A. Ballester et al., "Low-Cost Data-Driven 3D Reconstruction and its Applications", in Proc. of 6th Int. Conf. on 3D Body Scanning Technologies, Lugano, Switzerland, 2015, doi:10.15221/15.184.
Low-Cost Data-Driven 3D Reconstruction and its Applications
Alfredo BALLESTER, Eduardo PARRILLA, Julio A. VIVAS, Ana PIEROLA, Jordi URIEL, Sergio A. PUIGCERVER, Paola PIQUERAS, Clara SOLVES-CAMALLONGA, Marisol RODRIGUEZ, Juan C. GONZALEZ, Sandra ALEMANY
Instituto de Biomecánica de Valencia, Universidad Politécnica de Valencia, Valencia, Spain
The access to the 3D representation of people's body shape has multiple applications to consumer goods which performance is related to human body dimensions or shape. This is the case of wearables such as clothing, footwear, headgear, orthotics, or equipment/environments such as furniture, transports or workstations. Some of the existing and potential applications of 3D human representations include personalisation, virtual try-on or size allocation for wearables or product configuration/adjustment for equipment/environments.
However, the cost of 3D scanners is high; the devices are too bulky for homes and retail stores; and its proper use requires expertise to get the relevant parameters from the 3D object (e.g. measurements).

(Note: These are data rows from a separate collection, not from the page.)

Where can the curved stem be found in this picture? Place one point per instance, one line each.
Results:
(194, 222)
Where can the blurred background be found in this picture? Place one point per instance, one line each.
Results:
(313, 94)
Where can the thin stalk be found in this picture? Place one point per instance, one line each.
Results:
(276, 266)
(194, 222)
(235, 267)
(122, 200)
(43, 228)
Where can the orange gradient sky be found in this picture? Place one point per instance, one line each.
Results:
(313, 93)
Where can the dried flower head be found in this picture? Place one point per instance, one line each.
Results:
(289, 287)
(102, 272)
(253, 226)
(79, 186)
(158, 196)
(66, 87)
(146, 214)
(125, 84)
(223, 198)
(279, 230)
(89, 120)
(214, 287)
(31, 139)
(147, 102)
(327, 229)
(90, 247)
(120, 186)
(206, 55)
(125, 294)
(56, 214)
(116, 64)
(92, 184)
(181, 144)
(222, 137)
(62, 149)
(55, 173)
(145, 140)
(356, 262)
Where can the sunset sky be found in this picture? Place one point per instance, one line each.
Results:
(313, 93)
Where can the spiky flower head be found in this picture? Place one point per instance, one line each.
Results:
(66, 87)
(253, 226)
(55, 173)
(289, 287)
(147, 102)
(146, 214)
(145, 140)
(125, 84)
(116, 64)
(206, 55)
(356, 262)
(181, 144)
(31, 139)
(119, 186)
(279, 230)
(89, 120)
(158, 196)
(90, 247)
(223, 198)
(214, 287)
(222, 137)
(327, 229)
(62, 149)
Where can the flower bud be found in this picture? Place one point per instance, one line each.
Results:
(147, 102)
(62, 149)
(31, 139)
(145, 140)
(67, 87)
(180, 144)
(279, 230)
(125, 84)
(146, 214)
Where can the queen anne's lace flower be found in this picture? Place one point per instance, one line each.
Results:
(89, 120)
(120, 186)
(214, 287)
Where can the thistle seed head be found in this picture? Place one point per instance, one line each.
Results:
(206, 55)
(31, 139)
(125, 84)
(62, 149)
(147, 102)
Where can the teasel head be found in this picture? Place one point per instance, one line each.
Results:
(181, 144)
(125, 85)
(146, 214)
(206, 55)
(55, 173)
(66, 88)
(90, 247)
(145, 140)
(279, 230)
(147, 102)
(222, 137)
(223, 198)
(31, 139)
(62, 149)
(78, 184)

These three barriers are currently hindering the massive spreading of 3D scanners as consumer good or as typical in-store appliance.
This paper describes an array of approaches for realistically estimating human 3D shapes (i.e. full bodies or feet) using a regular smartphone or just entering a set of parameters (e.g. age, gender and self-taken measurements). The proposed approaches are based on data-driven 3D reconstructions, using parameterised shape spaces created from large 3D human body or feet databases. The algorithm finds the combination of shape parameters that best matches either the silhouettes extracted from the images or the body measurements entered.
Despite not being actual body scanners, these solutions are easy-to-use and can provide enough accuracy for applications such as virtual try-on, made-to-measure or size allocation of certain types of wearables. Moreover, they can be distributed to the final consumer or to the points of sale at a really reduced cost (or even for free), thus overcoming the main barriers to the massive spreading of its use in e-commerce, new retail experiences, new production pipelines or new business models.
In order to illustrate these technologies, some examples of application to different contexts (i.e. virtual worlds, e-commerce and personalisation) are presented: virtual try-on of female fashion (VisuaLook), size allocation for childrenswear (KIDSIZE), personalised comfort insoles (Sunfeet) and personalised shoes at the point of sale (InstantShoe).